When built, the technology will, for the first time, be able to assess radiation – particularly neutron and gamma-ray fields – under water to check the safety and stability of material within submerged areas of nuclear sites.
The technology could also be used to speed up the removal of nuclear waste from decaying storage ponds at the Sellafield Reprocessing facility in Cumbria – shortening decommissioning programmes and potentially delivering significant savings for taxpayers.
Led by engineers at Lancaster University, and involving colleagues at the University of Manchester, Hybrid Instruments Ltd. as well as Japanese partners, the international research project, which is funded by the Engineering and Physical Sciences Research Council, will develop a remote-controlled vehicle that can go into these harsh submerged environments to assess radiation levels.
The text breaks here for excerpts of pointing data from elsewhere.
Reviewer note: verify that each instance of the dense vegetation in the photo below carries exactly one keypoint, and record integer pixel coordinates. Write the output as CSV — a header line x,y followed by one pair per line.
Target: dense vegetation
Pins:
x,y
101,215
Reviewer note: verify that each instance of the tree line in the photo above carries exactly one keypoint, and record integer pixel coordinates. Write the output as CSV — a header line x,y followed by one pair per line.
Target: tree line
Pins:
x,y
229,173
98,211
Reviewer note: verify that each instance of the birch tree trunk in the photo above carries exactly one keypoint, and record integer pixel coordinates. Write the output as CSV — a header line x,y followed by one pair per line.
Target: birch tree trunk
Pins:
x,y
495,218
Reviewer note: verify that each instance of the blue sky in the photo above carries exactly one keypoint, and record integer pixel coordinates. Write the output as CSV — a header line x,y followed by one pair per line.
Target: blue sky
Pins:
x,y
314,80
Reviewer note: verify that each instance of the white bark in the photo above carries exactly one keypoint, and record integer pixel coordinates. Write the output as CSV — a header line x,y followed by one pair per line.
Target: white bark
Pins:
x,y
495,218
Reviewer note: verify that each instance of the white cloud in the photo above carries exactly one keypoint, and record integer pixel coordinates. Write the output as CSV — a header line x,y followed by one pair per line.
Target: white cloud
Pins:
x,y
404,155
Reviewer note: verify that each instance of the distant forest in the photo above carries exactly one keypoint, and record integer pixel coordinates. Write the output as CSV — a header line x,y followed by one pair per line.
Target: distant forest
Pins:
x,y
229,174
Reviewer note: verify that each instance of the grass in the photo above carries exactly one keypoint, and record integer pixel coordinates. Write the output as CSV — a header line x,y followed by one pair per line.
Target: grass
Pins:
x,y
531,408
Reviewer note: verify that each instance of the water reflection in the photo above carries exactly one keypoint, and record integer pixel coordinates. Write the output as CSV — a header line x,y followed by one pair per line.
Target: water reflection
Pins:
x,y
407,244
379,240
When Fukushima was hit by huge Tsunami waves in the wake of the most powerful earthquake ever to hit Japan, the cores of three of the six reactors were damaged and had to be flooded by sea water to keep them cool to prevent more extensive damage.
Nuclear fuel debris needs to be removed to enable safe decommissioning of the reactors; however it is not known how much there is, its condition and the likelihood of accidental reactions being triggered. New detection instruments developed through the project will help identify nuclear fuel and help operators to deal with it safely.
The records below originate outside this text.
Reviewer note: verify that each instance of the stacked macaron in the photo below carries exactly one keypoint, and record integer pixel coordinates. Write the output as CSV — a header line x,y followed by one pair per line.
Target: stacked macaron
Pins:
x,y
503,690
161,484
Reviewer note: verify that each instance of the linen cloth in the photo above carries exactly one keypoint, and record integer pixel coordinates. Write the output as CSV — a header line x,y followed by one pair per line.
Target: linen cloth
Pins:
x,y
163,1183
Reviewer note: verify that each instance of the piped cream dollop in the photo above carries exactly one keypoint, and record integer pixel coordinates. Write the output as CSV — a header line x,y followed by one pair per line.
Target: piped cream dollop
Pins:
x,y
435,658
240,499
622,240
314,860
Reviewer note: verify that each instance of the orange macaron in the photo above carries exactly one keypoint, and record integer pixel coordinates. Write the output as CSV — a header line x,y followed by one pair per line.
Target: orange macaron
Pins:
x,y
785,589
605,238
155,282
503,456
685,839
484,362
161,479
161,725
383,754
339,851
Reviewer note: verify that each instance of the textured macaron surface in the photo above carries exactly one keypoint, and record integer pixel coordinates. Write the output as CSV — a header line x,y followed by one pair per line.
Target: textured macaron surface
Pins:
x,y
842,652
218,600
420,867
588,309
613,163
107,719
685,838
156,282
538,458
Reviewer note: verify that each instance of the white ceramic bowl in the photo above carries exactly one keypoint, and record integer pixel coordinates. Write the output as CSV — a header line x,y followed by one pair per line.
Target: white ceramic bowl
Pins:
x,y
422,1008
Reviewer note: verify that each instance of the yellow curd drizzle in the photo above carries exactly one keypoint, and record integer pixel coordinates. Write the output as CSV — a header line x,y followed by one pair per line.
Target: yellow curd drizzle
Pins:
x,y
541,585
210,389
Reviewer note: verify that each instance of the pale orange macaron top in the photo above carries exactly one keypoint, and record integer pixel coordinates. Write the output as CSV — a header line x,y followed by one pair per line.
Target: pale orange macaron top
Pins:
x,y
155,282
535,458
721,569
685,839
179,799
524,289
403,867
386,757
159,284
Malcolm Joyce, Professor of Nuclear Engineering at Lancaster University and lead author of the research, said: “A key task is the removal of the nuclear fuel from the reactors. Once this is removed and stored safely elsewhere, radiation levels fall significantly making the plant much more safer, and cheaper, to decommission.
“Our research will focus on developing a remote-operated submersible vehicle with detection instruments that will be able to identify the radioactive sources. This capability does not currently exist and it would enable clean-up of the stricken Fukushima reactors to continue.”
Engineers at Lancaster University have expertise in radiation detection technology and experts at the University of Manchester will concentrate of developing the remote-operated vehicle.
Barry Lennox, Professor of Applied Control at the University of Manchester said: “A key challenge with the remote-operated vehicle will be to design it so that it can fit through the small access ports typically available in nuclear facilities. These ports can be less than 100 mm in diameter, which will create significant challenges.
This two and a half-year international research project also involves Japanese partners, including the Japan Atomic Energy Agency, the National Maritime Research Institute of Japan and the Nagaoka University of Technology.
There is potential for the resulting technology to also be used by the oil and gas sector for assessment of naturally-occurring radioactive material in offshore fields.
Professor Philip Nelson, Chief Executive of the Engineering and Physical Sciences Research Council, said: “The disaster at Fukushima has created massive challenges for Japan, the safe removal of the fuel rods from the site is just one, but it is a critical step in decommissioning the plant and its material. This EPSRC-funded research will provide the authorities with the tools to assess the site and prepare for removal. EPSRC is proud to be assisting this international project.”
Researchers on the project include Professor Malcolm Joyce and Dr James Taylor from Lancaster University, and Professor Barry Lennox and Dr Simon Watson from the University of Manchester.